Azure, Errors, Nutshell Series

🚧 Troubleshooting Azure Storage Table Entity Insert Error: Network Rule Blocking Requests


When working with Azure Storage Accounts configured in a private network, you may occasionally face connectivity issues, especially during programmatic operations like inserting entities into a Table Storage. Recently, while inserting a new entity, we encountered the following error:

ERROR: 
The request may be blocked by network rules of storage account. 
Please check network rule set using 
'az storage account show -n accountname --query networkRuleSet'.
If you want to change the default action to apply when no rule matches, 
please use 'az storage account update'.

This error clearly indicates that the network rules on the storage account are blocking the request. Here’s how we debugged and resolved the issue.


🧪 Problem Context

Our setup involves:

  • A private endpoint-enabled Azure Storage Account.
  • IP whitelisting done dynamically during the pipeline using GitHub Actions.
  • The following command used to allow the runner’s IP address:
az storage account network-rule add \
  --resource-group ${{ vars.RESOURCEGROUP_NAME }} \
  --account-name ${{ vars.STORAGEACCOUNT_NAME }} \
  --action Allow \
  --ip-address ${{ steps.ip.outputs.ipv4 }} \
  -o none --only-show-errors

Despite successfully executing this command, any immediate operation (like inserting into Table Storage) would fail with the aforementioned error.


🔍 Root Cause

Azure’s network rule updates—such as IP whitelisting—are not instantaneous. Even though the az command returns success, the rules can take 5 to 30 seconds to fully propagate across Azure’s networking stack.

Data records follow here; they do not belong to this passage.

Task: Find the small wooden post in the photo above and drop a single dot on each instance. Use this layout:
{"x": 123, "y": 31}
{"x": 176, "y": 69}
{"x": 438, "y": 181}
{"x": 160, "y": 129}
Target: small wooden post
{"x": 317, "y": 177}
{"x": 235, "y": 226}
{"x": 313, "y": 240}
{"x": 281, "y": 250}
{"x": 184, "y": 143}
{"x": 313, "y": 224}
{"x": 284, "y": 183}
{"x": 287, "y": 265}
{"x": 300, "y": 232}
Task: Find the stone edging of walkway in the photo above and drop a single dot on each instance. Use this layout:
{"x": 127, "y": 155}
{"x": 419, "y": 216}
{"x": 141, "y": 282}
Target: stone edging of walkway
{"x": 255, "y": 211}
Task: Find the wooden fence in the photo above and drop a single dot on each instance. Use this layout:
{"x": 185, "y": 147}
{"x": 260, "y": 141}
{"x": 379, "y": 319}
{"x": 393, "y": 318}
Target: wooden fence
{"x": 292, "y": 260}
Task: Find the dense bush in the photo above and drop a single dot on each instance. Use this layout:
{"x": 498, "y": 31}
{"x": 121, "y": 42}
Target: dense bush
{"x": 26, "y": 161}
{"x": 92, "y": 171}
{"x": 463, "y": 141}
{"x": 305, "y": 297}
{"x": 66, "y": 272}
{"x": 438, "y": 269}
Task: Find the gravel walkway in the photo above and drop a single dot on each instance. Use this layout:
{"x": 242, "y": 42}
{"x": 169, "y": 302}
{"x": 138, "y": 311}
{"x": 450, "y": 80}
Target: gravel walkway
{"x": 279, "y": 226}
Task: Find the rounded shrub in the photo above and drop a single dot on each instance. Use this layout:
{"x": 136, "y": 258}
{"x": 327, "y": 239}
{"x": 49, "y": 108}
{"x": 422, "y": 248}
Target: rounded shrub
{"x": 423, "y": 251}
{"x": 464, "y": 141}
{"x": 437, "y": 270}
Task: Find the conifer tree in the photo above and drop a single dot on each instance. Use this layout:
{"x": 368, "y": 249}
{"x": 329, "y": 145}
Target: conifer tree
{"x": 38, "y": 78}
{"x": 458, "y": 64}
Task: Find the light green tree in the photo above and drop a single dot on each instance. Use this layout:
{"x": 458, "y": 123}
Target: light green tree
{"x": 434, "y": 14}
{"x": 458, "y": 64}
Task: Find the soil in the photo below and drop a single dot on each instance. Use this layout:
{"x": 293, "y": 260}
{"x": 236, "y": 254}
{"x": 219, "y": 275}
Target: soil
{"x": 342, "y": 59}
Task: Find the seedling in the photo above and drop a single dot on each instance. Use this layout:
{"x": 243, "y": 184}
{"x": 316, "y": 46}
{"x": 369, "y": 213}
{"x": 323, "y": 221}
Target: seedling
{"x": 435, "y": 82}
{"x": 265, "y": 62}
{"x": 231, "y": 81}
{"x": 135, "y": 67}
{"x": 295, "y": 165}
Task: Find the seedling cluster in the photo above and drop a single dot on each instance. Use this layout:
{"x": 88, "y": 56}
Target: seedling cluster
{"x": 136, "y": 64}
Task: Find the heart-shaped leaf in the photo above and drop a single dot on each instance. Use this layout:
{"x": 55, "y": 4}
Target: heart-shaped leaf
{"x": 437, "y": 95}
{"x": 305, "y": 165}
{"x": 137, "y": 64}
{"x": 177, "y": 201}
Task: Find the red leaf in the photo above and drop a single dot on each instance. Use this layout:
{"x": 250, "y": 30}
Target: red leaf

This propagation delay means that your request may still be blocked right after whitelisting, resulting in transient errors.


✅ Resolution

To work around this, we added a short delay after the IP whitelist command before initiating any storage operations. Here’s a sample shell script update:

echo "Whitelisting IP: ${{ steps.ip.outputs.ipv4 }}"
az storage account network-rule add \
  --resource-group ${{ vars.RESOURCEGROUP_NAME }} \
  --account-name ${{ vars.STORAGEACCOUNT_NAME }} \
  --action Allow \
  --ip-address ${{ steps.ip.outputs.ipv4 }} \
  -o none --only-show-errors

echo "Waiting for network rule to propagate..."
sleep 30  # Adjust between 5-30 seconds based on testing

# Now perform the table insert operation

💡 Pro Tips

  • Use retries: If you’re automating this via scripts or CI/CD pipelines, consider implementing a retry mechanism instead of a fixed sleep.
  • Log current rules: Use the following command to verify if the IP is indeed whitelisted:
    az storage account show -n <account-name> --query networkRuleSet.ipRules
  • Audit Logs: Check Azure Activity Logs for insights into rule application times.

🧾 Conclusion

When dealing with Azure Storage Accounts in a private network, remember that network rule changes aren’t immediate. Always plan for a short delay or retry logic to handle propagation time. This small adjustment can save hours of confusion and debugging.